Temporary KRW Strengthening Due to US-China Trade Agreement... Largest Appreciation Among Major Countries in December
After the First Phase Trade Agreement, the USD-KRW Exchange Rate Fell 2.5% in 15 Days
Dollar Weakness Impact...Greater Appreciation Than Euro and Pound
More Affected by Trade War Than Yuan, a Trade War Party
[Asia Economy Reporter Kim Eunbyeol] The Korean won, which had shown weakness throughout last year, has recently exhibited a sharp strengthening over the past month. Among Asian currencies, it showed the strongest appreciation, and its rise was steeper than that of the euro and pound, which had strengthened amid momentum from Brexit (the United Kingdom's withdrawal from the European Union).
According to the Bank of Korea on the 3rd, the won-dollar exchange rate fell by about 1.82% in December 2019. A decline in the won-dollar exchange rate indicates an appreciation of the won. Considering that the won-dollar exchange rate had risen about 5% from January to November 2019, the won showed a rapid surge against the dollar within just one month. The strong won in December diluted the annual exchange rate increase, resulting in a 3.55% rise in the won-dollar exchange rate for the entire year.

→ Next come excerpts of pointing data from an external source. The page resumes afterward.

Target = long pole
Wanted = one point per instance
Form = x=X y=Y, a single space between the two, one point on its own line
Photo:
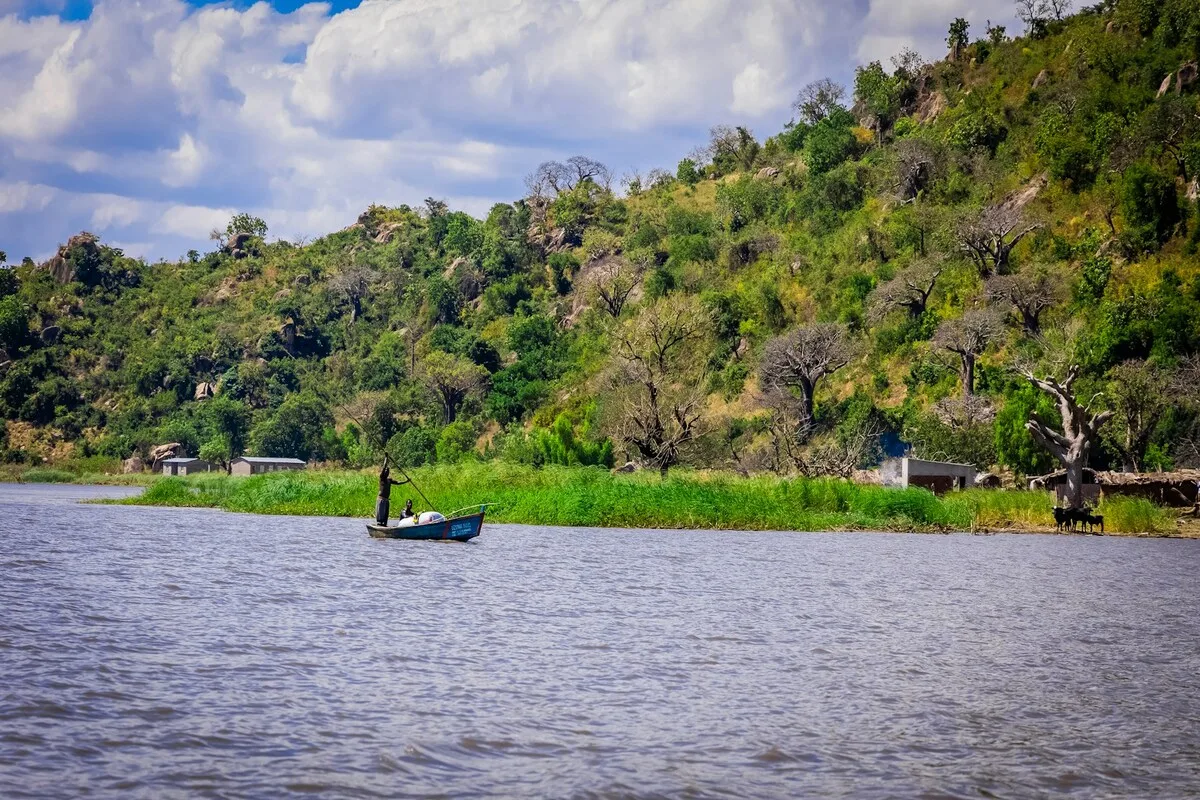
x=387 y=456
x=414 y=485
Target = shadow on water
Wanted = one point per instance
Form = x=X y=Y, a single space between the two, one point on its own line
x=167 y=651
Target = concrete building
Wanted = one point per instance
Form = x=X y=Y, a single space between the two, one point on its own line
x=934 y=475
x=181 y=467
x=255 y=465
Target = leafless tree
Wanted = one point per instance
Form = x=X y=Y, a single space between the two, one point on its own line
x=553 y=178
x=909 y=290
x=798 y=360
x=659 y=380
x=1056 y=8
x=353 y=283
x=967 y=337
x=1080 y=429
x=819 y=100
x=1029 y=294
x=1140 y=397
x=615 y=281
x=1030 y=12
x=991 y=235
x=453 y=379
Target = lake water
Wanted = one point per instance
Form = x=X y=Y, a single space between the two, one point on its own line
x=174 y=653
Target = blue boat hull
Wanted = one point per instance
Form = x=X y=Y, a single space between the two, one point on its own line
x=460 y=529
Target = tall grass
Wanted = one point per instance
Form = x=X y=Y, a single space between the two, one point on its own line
x=589 y=497
x=580 y=497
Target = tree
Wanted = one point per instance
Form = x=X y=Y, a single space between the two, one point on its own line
x=969 y=337
x=798 y=360
x=245 y=223
x=453 y=379
x=555 y=178
x=1055 y=8
x=909 y=290
x=1140 y=397
x=877 y=94
x=1080 y=431
x=659 y=379
x=297 y=429
x=819 y=100
x=958 y=37
x=991 y=235
x=613 y=282
x=1031 y=13
x=1029 y=293
x=353 y=283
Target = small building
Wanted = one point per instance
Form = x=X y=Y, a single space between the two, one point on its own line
x=256 y=465
x=181 y=467
x=1180 y=489
x=934 y=475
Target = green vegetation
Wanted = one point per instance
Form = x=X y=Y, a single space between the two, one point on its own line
x=593 y=497
x=874 y=278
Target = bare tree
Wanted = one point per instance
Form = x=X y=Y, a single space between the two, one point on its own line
x=1030 y=12
x=353 y=283
x=1056 y=8
x=453 y=379
x=819 y=100
x=798 y=360
x=1140 y=398
x=553 y=178
x=1029 y=294
x=1080 y=431
x=909 y=290
x=989 y=239
x=613 y=283
x=659 y=379
x=967 y=337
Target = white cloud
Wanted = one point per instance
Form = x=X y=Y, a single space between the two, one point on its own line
x=24 y=197
x=154 y=120
x=192 y=221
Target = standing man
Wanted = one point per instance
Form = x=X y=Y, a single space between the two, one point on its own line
x=383 y=503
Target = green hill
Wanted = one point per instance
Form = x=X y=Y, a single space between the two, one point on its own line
x=1027 y=203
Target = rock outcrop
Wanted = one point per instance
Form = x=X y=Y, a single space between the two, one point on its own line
x=60 y=268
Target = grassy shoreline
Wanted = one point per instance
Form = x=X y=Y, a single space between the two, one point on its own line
x=592 y=498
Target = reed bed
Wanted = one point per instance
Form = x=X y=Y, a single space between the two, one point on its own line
x=594 y=498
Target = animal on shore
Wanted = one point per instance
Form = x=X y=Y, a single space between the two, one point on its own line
x=1072 y=519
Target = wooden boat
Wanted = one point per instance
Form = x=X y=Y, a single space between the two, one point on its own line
x=456 y=529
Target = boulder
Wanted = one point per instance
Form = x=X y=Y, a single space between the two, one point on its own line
x=1186 y=77
x=1165 y=85
x=59 y=266
x=743 y=348
x=163 y=452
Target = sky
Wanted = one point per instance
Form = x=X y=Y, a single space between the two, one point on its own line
x=150 y=122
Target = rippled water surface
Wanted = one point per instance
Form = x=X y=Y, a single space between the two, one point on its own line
x=169 y=653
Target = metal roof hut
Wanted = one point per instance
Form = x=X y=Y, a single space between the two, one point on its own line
x=185 y=465
x=258 y=465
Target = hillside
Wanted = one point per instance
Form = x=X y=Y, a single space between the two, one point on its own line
x=1027 y=203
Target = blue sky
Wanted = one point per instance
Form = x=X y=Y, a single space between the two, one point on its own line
x=151 y=121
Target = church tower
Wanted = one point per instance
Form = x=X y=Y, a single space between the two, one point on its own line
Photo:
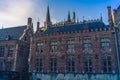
x=73 y=17
x=48 y=22
x=110 y=20
x=69 y=19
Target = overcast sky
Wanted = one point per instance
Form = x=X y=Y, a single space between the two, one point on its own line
x=15 y=12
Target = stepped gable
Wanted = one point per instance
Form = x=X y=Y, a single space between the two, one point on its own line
x=13 y=33
x=75 y=27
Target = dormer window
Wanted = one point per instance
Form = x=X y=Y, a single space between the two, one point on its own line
x=70 y=46
x=87 y=46
x=105 y=43
x=39 y=47
x=53 y=46
x=7 y=37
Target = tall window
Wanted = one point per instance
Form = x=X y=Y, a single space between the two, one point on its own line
x=88 y=64
x=106 y=64
x=53 y=46
x=10 y=51
x=39 y=65
x=2 y=50
x=1 y=65
x=8 y=66
x=87 y=46
x=105 y=43
x=53 y=64
x=39 y=47
x=70 y=64
x=70 y=45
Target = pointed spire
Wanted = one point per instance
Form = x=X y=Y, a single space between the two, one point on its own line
x=48 y=15
x=30 y=23
x=74 y=17
x=38 y=24
x=48 y=20
x=69 y=19
x=110 y=20
x=101 y=19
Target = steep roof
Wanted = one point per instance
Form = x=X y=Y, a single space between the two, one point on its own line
x=76 y=27
x=13 y=33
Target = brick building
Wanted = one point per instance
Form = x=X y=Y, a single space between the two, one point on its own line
x=14 y=47
x=73 y=47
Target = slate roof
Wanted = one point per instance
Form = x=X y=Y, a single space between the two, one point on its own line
x=13 y=33
x=76 y=27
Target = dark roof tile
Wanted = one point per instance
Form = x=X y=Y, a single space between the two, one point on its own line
x=13 y=33
x=75 y=27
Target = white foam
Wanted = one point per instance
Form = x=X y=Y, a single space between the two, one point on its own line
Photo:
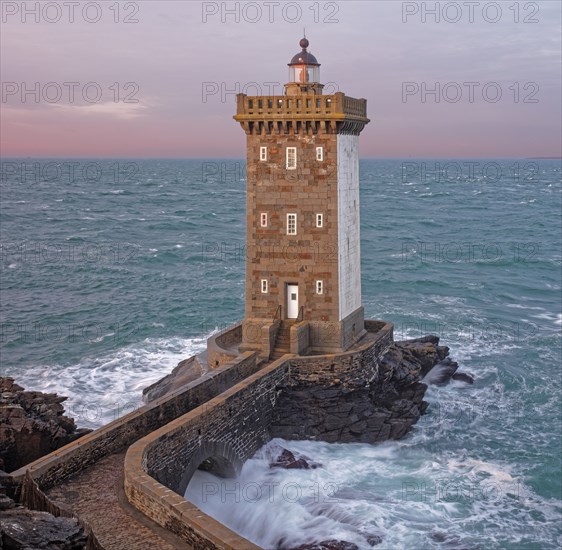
x=102 y=389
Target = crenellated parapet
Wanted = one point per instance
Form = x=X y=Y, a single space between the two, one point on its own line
x=307 y=114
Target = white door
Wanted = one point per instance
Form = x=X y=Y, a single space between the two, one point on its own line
x=292 y=301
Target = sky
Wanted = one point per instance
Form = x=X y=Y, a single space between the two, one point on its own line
x=159 y=78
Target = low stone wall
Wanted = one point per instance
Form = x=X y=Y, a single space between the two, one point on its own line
x=119 y=434
x=219 y=346
x=354 y=368
x=229 y=429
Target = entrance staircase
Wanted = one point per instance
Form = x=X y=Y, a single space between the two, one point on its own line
x=283 y=340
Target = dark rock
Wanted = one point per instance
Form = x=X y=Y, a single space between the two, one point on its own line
x=327 y=545
x=373 y=540
x=186 y=371
x=385 y=407
x=463 y=377
x=288 y=461
x=23 y=529
x=32 y=424
x=441 y=373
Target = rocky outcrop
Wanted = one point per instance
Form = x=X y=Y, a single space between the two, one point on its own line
x=186 y=371
x=23 y=529
x=32 y=424
x=288 y=461
x=328 y=545
x=382 y=409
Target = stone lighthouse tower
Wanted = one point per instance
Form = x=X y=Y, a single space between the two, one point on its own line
x=303 y=263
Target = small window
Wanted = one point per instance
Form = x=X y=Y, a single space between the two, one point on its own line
x=291 y=158
x=291 y=224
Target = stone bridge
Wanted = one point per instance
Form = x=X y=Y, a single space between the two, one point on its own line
x=226 y=431
x=219 y=420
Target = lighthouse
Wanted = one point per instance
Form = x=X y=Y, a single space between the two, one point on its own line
x=303 y=258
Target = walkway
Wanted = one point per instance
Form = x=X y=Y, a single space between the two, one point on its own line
x=96 y=495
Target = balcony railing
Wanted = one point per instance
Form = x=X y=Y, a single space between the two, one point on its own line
x=305 y=106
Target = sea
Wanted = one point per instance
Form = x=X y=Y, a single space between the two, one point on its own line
x=114 y=270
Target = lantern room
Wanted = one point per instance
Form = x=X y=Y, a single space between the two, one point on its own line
x=304 y=72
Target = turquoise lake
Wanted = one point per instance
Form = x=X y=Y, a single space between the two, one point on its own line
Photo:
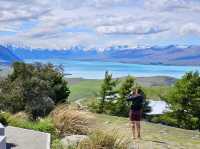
x=96 y=69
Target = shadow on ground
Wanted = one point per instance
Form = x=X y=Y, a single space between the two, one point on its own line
x=10 y=145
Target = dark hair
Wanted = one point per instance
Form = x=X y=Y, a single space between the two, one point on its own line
x=140 y=91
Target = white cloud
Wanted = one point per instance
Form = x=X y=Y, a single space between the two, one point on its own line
x=138 y=28
x=190 y=29
x=125 y=21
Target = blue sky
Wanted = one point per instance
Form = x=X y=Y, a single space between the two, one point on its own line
x=99 y=23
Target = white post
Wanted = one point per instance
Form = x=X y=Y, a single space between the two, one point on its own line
x=2 y=137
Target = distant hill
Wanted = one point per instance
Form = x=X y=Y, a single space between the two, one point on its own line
x=168 y=55
x=7 y=56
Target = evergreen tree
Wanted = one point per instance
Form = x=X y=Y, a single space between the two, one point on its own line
x=122 y=106
x=107 y=91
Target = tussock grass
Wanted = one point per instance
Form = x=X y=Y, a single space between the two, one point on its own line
x=104 y=140
x=71 y=121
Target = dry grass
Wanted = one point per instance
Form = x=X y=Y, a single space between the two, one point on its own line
x=68 y=120
x=104 y=140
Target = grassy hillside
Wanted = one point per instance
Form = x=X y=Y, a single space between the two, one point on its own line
x=85 y=88
x=154 y=136
x=81 y=88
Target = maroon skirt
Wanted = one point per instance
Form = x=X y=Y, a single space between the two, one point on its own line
x=135 y=115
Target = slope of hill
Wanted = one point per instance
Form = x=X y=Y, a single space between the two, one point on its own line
x=7 y=56
x=168 y=55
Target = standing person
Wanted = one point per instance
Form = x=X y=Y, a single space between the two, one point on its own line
x=135 y=114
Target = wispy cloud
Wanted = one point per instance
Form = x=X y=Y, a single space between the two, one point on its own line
x=105 y=22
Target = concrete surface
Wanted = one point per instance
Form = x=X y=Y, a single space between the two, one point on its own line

The won's particularly strong performance last month was largely influenced by the US-China Phase One trade agreement. The won-dollar exchange rate has shown sharp fluctuations depending on the outcome of the trade war. In August last year, when the trade war intensified, the won-dollar exchange rate rose to the 1,200 won level. Since the won's value had sharply declined due to external issues, it is interpreted that it also reacted strongly to positive developments. After the US announced on the 13th of last month (local time) that a Phase One trade agreement had been reached, the won-dollar exchange rate fell by about 2.59% over approximately two weeks.
In fact, the currency appreciation due to the dollar's weakness in December was not unique to Korea. Expectations for the Phase One trade agreement and forecasts of further progress in trade talks reduced the preference for safe-haven assets, causing the dollar to weaken. The dollar index, which threatened the 100 mark at the end of September last year, has now fallen to the 96 level.
As the dollar weakened, most major currencies also strengthened. In December alone, the euro appreciated by 1.78%, and the British pound also rose 1.59% against the dollar. The Japanese yen appreciated by 0.58%. The pound and euro were particularly influenced by Brexit-related issues. The Conservative Party's victory in the UK general election eased concerns over a so-called No Deal Brexit, where the UK would leave the EU without any agreement, and expectations grew that Brexit would accelerate.
Asian currencies, which move along with trade war issues, also mostly strengthened, causing their exchange rates against the dollar to fall simultaneously. The Malaysian ringgit fell 1.63% against the dollar, while the Indonesian rupiah (-1.17%), Singapore dollar (-1.26%), and Taiwan dollar (-1.14%) also declined against the dollar. The Chinese yuan, a party to the trade war, saw its official exchange rate against the dollar fall by 1.1% during the same period.
However, the appreciation of major currencies did not match that of the won. The reason the won moves particularly strongly in response to external issues such as the trade war is analyzed to lie in foreign exchange market interventions by countries like China. The People's Bank of China calculates and announces the reference exchange rate by considering the yuan exchange rate traded in the market and a basket of currencies of major trading partners. In contrast, Korea has adopted a market-average exchange rate system based on market principles. Since it reflects market principles more than a multiple currency basket, volatility due to external issues can appear more pronounced.
Experts believe that since the won-dollar exchange rate rose significantly last year, it is highly likely that the won-dollar exchange rate will continue to decline through the first quarter of this year. Kwon Amin, an analyst at NH Investment & Securities, said, "Following the end of last year, the global economic bottom is being confirmed early this year," and emphasized, "The Federal Reserve's policy will induce a global weak dollar." He added, "The trade war, which had burdened the won, has eased with the Phase One agreement, sustaining the strength of emerging market currencies." However, he noted that since issues such as the removal of already imposed tariffs remain unresolved, it is necessary to monitor the situation going forward.
Some also predict that the dollar's weakening trend may not last long. Thierry Wiseman, Global Rates and Currency Strategist at Macquarie Group, pointed out, "Generally, the dollar's weakening trend seen in December seems to have somewhat weakened since the new year," adding, "UK and European indicators have not been impressive, so concerns about the UK and European economies, which people expected a few weeks ago, may grow again." On this day, the won-dollar exchange rate opened at 1,158.5 won, up 0.4 won, in the Seoul foreign exchange market.